There is no “recipe” of a certain amount of “greens” and “browns;” one must rather pay attention and develop a personal relationship to the materials that make up the pile, and to the pile itself as it ages. (“She’s a wise one!” said Bruno of a particularly lovely and mature pile). The pile itself is the teacher, one learns by “taking the truth” and orienting oneself to the living pile and the processes and forces behind it, around it, within it. Answers can be found in the intervals and participations between parts. The four elements are “wonderful helpers” in this process, in seeing the pile as whole. “How are you formed/ing?” is the prevailing attitude, not “Why?” As Bruno describes it, the pile seems more verb than noun, really.
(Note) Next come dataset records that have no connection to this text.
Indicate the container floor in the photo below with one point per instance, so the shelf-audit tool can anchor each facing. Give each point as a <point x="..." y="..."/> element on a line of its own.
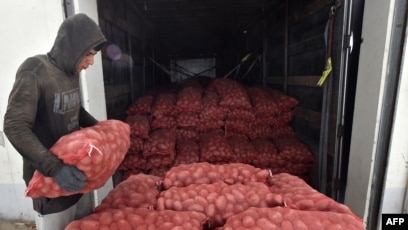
<point x="16" y="225"/>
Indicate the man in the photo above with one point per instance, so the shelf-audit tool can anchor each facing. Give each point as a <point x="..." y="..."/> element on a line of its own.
<point x="44" y="105"/>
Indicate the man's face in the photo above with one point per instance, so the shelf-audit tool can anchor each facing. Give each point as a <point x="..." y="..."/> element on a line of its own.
<point x="86" y="61"/>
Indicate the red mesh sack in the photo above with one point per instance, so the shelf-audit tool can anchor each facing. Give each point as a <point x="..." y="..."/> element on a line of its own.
<point x="218" y="200"/>
<point x="241" y="114"/>
<point x="127" y="173"/>
<point x="210" y="107"/>
<point x="155" y="161"/>
<point x="159" y="171"/>
<point x="163" y="122"/>
<point x="262" y="103"/>
<point x="163" y="104"/>
<point x="283" y="132"/>
<point x="161" y="142"/>
<point x="139" y="126"/>
<point x="97" y="151"/>
<point x="188" y="100"/>
<point x="261" y="132"/>
<point x="232" y="94"/>
<point x="244" y="151"/>
<point x="137" y="191"/>
<point x="136" y="145"/>
<point x="237" y="126"/>
<point x="141" y="106"/>
<point x="284" y="118"/>
<point x="214" y="147"/>
<point x="188" y="134"/>
<point x="211" y="125"/>
<point x="133" y="161"/>
<point x="267" y="154"/>
<point x="187" y="119"/>
<point x="297" y="194"/>
<point x="206" y="173"/>
<point x="187" y="152"/>
<point x="140" y="218"/>
<point x="293" y="150"/>
<point x="286" y="218"/>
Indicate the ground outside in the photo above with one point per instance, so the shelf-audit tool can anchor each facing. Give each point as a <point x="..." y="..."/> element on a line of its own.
<point x="16" y="225"/>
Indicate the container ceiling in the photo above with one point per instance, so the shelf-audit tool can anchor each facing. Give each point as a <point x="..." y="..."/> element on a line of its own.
<point x="201" y="28"/>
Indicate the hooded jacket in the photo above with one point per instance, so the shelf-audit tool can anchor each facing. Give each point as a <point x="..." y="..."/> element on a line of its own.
<point x="45" y="101"/>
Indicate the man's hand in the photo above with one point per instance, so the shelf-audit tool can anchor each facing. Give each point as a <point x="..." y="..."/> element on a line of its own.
<point x="70" y="178"/>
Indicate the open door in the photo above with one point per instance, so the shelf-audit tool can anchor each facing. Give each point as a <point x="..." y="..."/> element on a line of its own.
<point x="340" y="94"/>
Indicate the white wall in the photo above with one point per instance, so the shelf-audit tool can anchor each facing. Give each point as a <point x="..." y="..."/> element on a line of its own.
<point x="372" y="73"/>
<point x="395" y="186"/>
<point x="29" y="28"/>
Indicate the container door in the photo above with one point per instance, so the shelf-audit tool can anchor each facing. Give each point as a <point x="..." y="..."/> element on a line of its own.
<point x="340" y="94"/>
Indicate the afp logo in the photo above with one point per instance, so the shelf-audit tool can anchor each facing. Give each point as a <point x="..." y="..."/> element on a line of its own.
<point x="394" y="221"/>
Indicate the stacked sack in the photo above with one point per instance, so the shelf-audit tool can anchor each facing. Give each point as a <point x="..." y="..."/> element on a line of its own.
<point x="217" y="196"/>
<point x="223" y="122"/>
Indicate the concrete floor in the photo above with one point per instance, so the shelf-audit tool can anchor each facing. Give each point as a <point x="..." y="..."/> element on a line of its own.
<point x="16" y="225"/>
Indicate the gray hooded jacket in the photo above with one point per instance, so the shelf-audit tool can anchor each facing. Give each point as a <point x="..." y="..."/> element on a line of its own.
<point x="45" y="102"/>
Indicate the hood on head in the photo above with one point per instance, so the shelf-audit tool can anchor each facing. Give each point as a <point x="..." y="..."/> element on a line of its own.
<point x="77" y="35"/>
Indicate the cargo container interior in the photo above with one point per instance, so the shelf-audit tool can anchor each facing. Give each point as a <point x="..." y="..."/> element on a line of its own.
<point x="284" y="44"/>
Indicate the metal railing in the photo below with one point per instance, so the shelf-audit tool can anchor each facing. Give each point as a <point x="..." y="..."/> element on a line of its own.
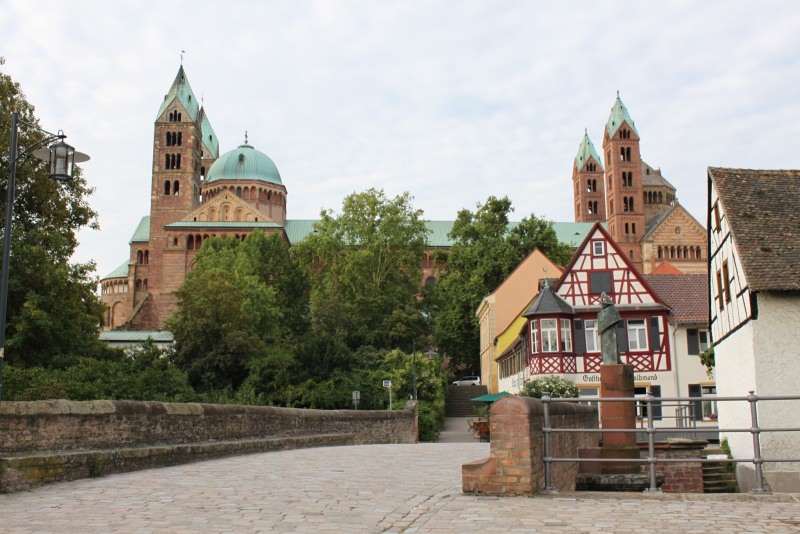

The whole problem is primarily a moral one.
– Ehrenfried Pfeiffer
As the workshop came to a close, we brought our burning questions to the group. What role do we play in the life of the earth? Given the atrocities we’ve committed – the species extinct, the rivers fouled, the land scorched – would not the earth be better off without us? Such a sentiment, though understandable, can only be the result of object thinking. We cannot “opt out” of our participation in nature, regardless of how hard we imagine it to be just a “bunch of things” to which we needn’t have any moral obligation. No, Bruno explained, we must take responsibility. The very act of observation is a moral act, he stressed. Most people, I think, understand this at some level. Even in our intermediated, Facebook-ed world one can still sometimes become aware of and connect with something or someone as they are (as opposed to how we would like them to be). A smile, a certain look, a touch. It becomes harder to distance ourselves once such a connection is made, harder not to feel morally committed. This sense of responsibility, as most farmers know, only increases the more you pay attention, the more you remain true to what you see, the more you become enmeshed in a place. This is why it’s important that the use of land is granted to those who exercise an alive, participatory thinking.
The revolution we so badly need won’t come through new laws or economic policies. No, it will come, in philosopher David Abram’s words, “through a rejuvenation of our carnal sensorial empathy with the living land that sustains us.” It will come through free people paying ever greater attention – little by little, day by day – to the phenomena that surrounds them: carrots, compost, other people. The element that is decisive is human consciousness, human thinking. By the end of the workshop, an image had emerged for me from Bruno’s pictures and gestures. In it, thousands of small farms blossomed across the land, like so many wildflowers in a prairie. Each was a unique, living organism, part of its place; none were the same. Each had a compost pile at its center, its heart. And around these farms myriad beings coalesced, forming through their openness and attention new, living communities, new wholes, new beings.
Jeff Schreiber received a scholarship from the Biodynamic Scholarship Fund to attend “More Humus, More Humanity.” Jeff farms at Three Sisters Community Farm in Campbellsport, Wisconsin, a community-oriented farm serving the greater Milwaukee area.